GROWTH AND EVOLUTION OF THE ISLAND OF HAWAII: PERSPECTIVES FROM HSDP DEEP DRILLING

The Hawaiian island chain, and the Big Island in particular, present a fascinating example of the interplay of mantle and crustal dynamics, magma production and transport, volcano growth and petrological evolution, lava transport, submarine volcanic sedimentation and diagenesis, and landscape evolution in a region with large contrasts in precipitation and erosion. The volcanoes themselves are not typical, being extremely large as a consequence of the exceptionally high magma production rate in a hot mantle plume with a large buoyancy flux. The longevity of the Hawaiian hot spot and the systematic movement of the Pacific plate allow for the system to be viewed as a steady state feature of reasonable simplicity and promote the application of geodynamic models, but there are also along-chain variations in volcano growth rates and geochemistry, across-chain asymmetries, variations in the trend of the chain, and complications with the subsidence models.
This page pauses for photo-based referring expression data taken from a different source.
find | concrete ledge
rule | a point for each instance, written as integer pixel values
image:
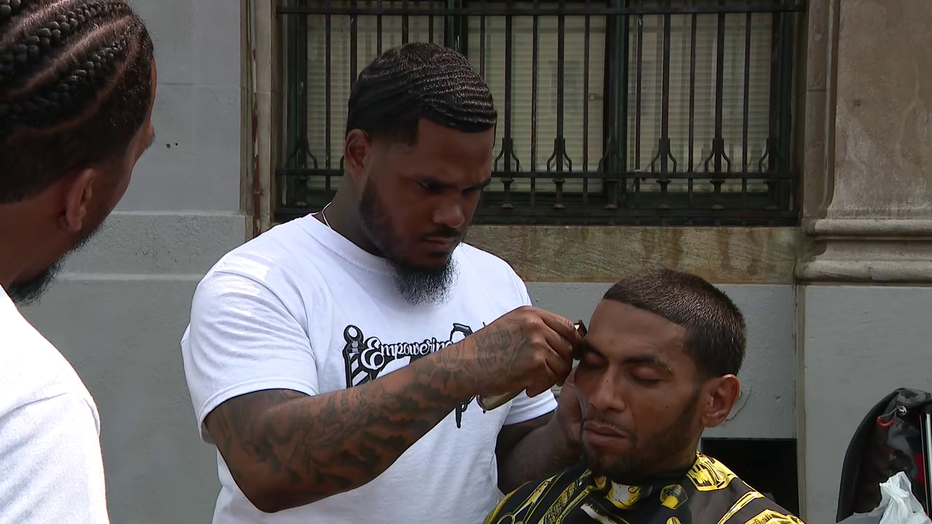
(870, 228)
(869, 250)
(901, 271)
(726, 255)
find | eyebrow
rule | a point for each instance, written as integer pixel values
(445, 185)
(652, 360)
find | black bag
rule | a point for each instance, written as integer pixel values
(890, 439)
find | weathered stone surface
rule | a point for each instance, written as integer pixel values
(603, 254)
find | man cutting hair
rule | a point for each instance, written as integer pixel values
(335, 360)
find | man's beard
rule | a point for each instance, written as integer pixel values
(416, 284)
(27, 292)
(645, 452)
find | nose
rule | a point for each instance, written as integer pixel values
(607, 397)
(450, 214)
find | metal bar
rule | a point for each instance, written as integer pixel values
(692, 102)
(534, 65)
(430, 27)
(798, 6)
(623, 34)
(327, 77)
(718, 143)
(639, 61)
(508, 89)
(586, 109)
(301, 73)
(746, 110)
(354, 45)
(482, 46)
(404, 20)
(682, 175)
(786, 89)
(378, 30)
(561, 56)
(719, 88)
(664, 149)
(560, 142)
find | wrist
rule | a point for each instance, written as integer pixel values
(457, 363)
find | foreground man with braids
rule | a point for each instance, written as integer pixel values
(77, 84)
(657, 367)
(334, 361)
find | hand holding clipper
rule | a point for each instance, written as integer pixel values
(491, 402)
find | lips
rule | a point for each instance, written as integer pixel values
(443, 243)
(602, 435)
(603, 430)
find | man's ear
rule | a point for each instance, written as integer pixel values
(721, 394)
(77, 191)
(356, 154)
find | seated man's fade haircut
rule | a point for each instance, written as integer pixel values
(715, 329)
(415, 81)
(75, 87)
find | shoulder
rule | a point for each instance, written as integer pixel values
(748, 506)
(493, 270)
(532, 494)
(32, 370)
(273, 261)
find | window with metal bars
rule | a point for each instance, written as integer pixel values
(663, 112)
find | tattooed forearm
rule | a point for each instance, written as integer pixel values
(532, 450)
(285, 449)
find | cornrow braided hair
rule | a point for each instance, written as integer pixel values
(75, 87)
(419, 80)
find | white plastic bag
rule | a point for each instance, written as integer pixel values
(901, 505)
(898, 505)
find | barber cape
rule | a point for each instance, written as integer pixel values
(708, 493)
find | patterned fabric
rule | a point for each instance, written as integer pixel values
(708, 493)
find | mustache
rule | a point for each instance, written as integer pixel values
(444, 232)
(605, 423)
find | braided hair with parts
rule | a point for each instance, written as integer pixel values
(414, 81)
(75, 87)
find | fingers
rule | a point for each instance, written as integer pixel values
(562, 349)
(561, 325)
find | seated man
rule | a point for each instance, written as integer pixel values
(657, 367)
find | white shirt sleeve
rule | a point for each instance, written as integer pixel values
(244, 338)
(524, 408)
(50, 463)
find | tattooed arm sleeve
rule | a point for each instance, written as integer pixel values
(286, 449)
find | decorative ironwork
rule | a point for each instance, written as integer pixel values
(681, 180)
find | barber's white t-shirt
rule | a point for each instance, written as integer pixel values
(302, 308)
(50, 462)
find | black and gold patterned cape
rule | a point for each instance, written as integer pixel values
(708, 493)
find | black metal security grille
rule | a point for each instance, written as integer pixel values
(661, 112)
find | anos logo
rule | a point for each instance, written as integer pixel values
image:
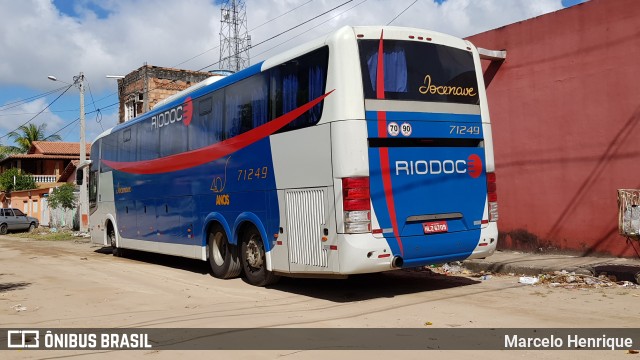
(472, 166)
(181, 113)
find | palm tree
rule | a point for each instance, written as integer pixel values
(25, 135)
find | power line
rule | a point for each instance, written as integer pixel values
(397, 16)
(286, 31)
(281, 15)
(304, 32)
(22, 101)
(264, 23)
(41, 111)
(260, 43)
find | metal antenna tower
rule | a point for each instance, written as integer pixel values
(235, 40)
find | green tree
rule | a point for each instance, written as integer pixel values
(25, 135)
(23, 181)
(7, 150)
(63, 197)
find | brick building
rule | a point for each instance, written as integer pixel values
(566, 119)
(156, 82)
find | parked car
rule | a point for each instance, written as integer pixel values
(16, 220)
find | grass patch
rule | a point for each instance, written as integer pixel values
(45, 235)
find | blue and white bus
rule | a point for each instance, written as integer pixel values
(366, 150)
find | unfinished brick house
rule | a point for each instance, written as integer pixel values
(157, 83)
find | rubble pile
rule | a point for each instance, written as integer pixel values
(572, 280)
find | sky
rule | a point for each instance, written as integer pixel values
(62, 38)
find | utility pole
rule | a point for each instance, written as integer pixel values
(235, 40)
(83, 166)
(84, 198)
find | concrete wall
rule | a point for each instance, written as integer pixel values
(565, 108)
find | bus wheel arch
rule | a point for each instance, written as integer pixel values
(253, 255)
(222, 255)
(112, 238)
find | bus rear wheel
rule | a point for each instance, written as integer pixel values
(223, 256)
(254, 260)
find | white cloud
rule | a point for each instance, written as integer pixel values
(37, 40)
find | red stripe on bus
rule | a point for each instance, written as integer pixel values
(193, 158)
(385, 168)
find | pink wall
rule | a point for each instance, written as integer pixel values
(565, 108)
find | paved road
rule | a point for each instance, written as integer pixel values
(75, 284)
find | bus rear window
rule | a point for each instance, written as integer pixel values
(419, 72)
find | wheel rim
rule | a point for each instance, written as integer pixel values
(112, 238)
(254, 253)
(219, 249)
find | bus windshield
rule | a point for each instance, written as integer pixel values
(419, 71)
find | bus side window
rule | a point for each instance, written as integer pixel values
(297, 82)
(206, 128)
(247, 104)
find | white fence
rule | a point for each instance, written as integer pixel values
(45, 178)
(59, 218)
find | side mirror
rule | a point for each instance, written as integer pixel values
(79, 176)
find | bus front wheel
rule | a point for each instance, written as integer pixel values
(254, 260)
(223, 256)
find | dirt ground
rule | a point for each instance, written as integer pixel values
(74, 284)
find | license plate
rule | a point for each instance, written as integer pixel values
(435, 227)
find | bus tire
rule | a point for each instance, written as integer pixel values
(254, 260)
(223, 257)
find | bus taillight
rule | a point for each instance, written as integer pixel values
(356, 203)
(492, 196)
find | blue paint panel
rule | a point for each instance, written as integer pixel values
(427, 181)
(182, 200)
(402, 116)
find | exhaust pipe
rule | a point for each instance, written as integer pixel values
(397, 262)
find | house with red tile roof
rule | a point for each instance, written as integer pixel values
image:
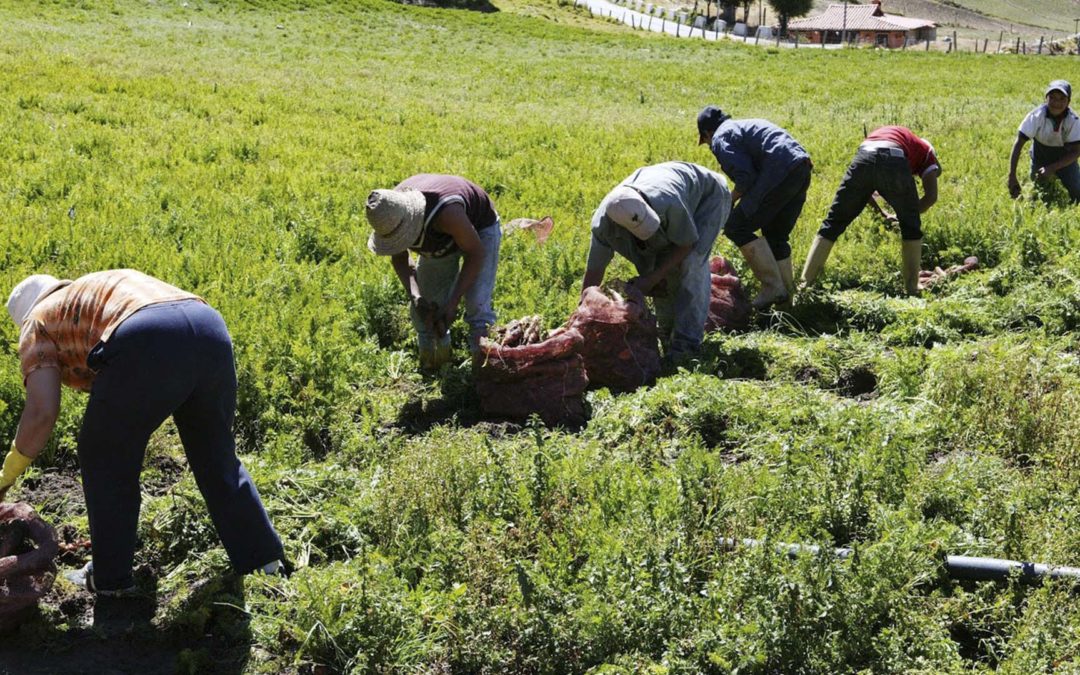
(865, 23)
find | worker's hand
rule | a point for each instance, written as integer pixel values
(645, 284)
(14, 464)
(443, 320)
(1013, 187)
(427, 310)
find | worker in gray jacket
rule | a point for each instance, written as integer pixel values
(664, 219)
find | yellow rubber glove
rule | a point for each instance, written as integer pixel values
(14, 464)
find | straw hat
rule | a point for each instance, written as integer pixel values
(628, 208)
(396, 218)
(28, 293)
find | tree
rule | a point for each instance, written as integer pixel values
(788, 9)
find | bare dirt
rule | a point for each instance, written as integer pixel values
(73, 632)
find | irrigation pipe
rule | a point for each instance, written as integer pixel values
(958, 566)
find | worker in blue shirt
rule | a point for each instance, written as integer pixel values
(771, 175)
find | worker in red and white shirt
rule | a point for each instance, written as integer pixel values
(888, 161)
(1054, 130)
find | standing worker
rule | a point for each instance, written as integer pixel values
(771, 175)
(453, 227)
(1054, 130)
(887, 162)
(664, 219)
(144, 350)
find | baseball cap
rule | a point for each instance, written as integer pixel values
(709, 120)
(1060, 85)
(626, 207)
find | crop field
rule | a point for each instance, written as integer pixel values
(229, 148)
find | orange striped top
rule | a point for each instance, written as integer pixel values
(63, 328)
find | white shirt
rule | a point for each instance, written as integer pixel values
(1039, 125)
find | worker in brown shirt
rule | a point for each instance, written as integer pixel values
(144, 350)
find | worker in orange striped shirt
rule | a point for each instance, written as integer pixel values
(144, 350)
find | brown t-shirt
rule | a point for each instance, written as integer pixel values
(440, 190)
(63, 328)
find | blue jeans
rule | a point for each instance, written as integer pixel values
(1069, 176)
(683, 311)
(170, 359)
(777, 215)
(885, 170)
(437, 275)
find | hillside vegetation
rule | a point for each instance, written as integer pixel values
(229, 147)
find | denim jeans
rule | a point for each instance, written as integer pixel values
(437, 275)
(683, 310)
(170, 359)
(777, 215)
(1069, 176)
(886, 171)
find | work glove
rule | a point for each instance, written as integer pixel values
(14, 464)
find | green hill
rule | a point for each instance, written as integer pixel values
(229, 148)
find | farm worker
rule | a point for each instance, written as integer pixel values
(1055, 132)
(887, 162)
(144, 350)
(771, 174)
(451, 226)
(664, 219)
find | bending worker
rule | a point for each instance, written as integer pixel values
(144, 350)
(887, 162)
(771, 173)
(453, 227)
(664, 219)
(1054, 130)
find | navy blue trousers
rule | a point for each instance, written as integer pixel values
(777, 214)
(887, 172)
(170, 359)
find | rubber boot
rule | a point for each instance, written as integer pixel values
(912, 265)
(765, 268)
(428, 358)
(786, 275)
(442, 354)
(815, 260)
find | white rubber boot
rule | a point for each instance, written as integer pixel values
(765, 268)
(912, 266)
(815, 259)
(786, 275)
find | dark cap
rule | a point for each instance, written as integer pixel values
(1056, 85)
(709, 120)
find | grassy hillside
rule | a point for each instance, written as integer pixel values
(228, 148)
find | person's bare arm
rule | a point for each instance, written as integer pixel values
(35, 426)
(1071, 152)
(42, 408)
(1013, 161)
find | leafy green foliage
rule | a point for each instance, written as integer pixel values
(229, 147)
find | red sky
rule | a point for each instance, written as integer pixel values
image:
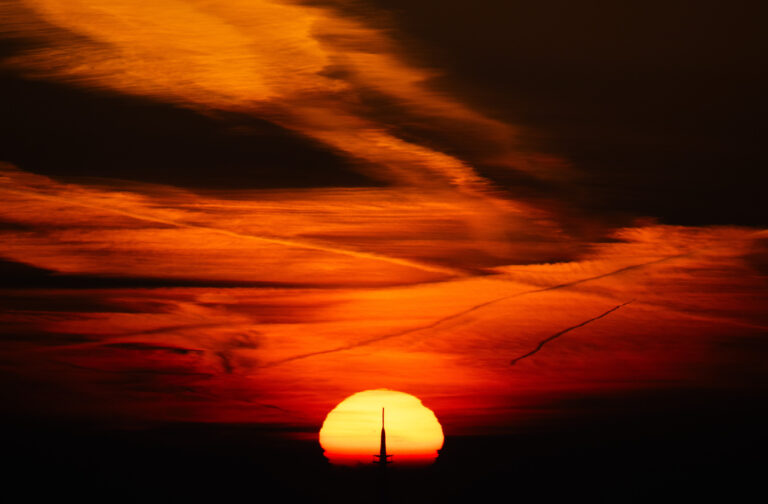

The Hawaii Scientific Drilling Program (1993 to 2007) added a new dimension to the study of Hawaiian volcanoes through the recovery of 4600 meters of core from Mauna Kea and Mauna Loa. The core has been intensively characterized, including geochronology, petrology and geochemistry. The ages from the cores extend to 700,000 years; 2/3 of the lifetime of the Mauna Kea volcano. The petrology and geochemistry confirm structure in the plume, and both expected and unexpected petrological changes with lava age. The timescale of volcano construction is longer than previously thought, and hence the deduced models for the island’s growth and evolution are considerably different. We have developed models to link the volcanic growth to the structure and melting in the mantle plume, and to account for the overlapping nature of the volcanoes as well as subsidence. Such models allow us to deduce the internal structure of the island, better estimate the volume of the volcanoes, understand how magma production relates to volcano growth, map geochemical and petrological variations to structure in the mantle plume and structure near the base of the mantle. To first-order, we can account for the formation and evolution of the island of Hawaii “from the bottom up,” starting with geodynamical models for mantle flow and melting rates, and using HSDP geochronology as a guide.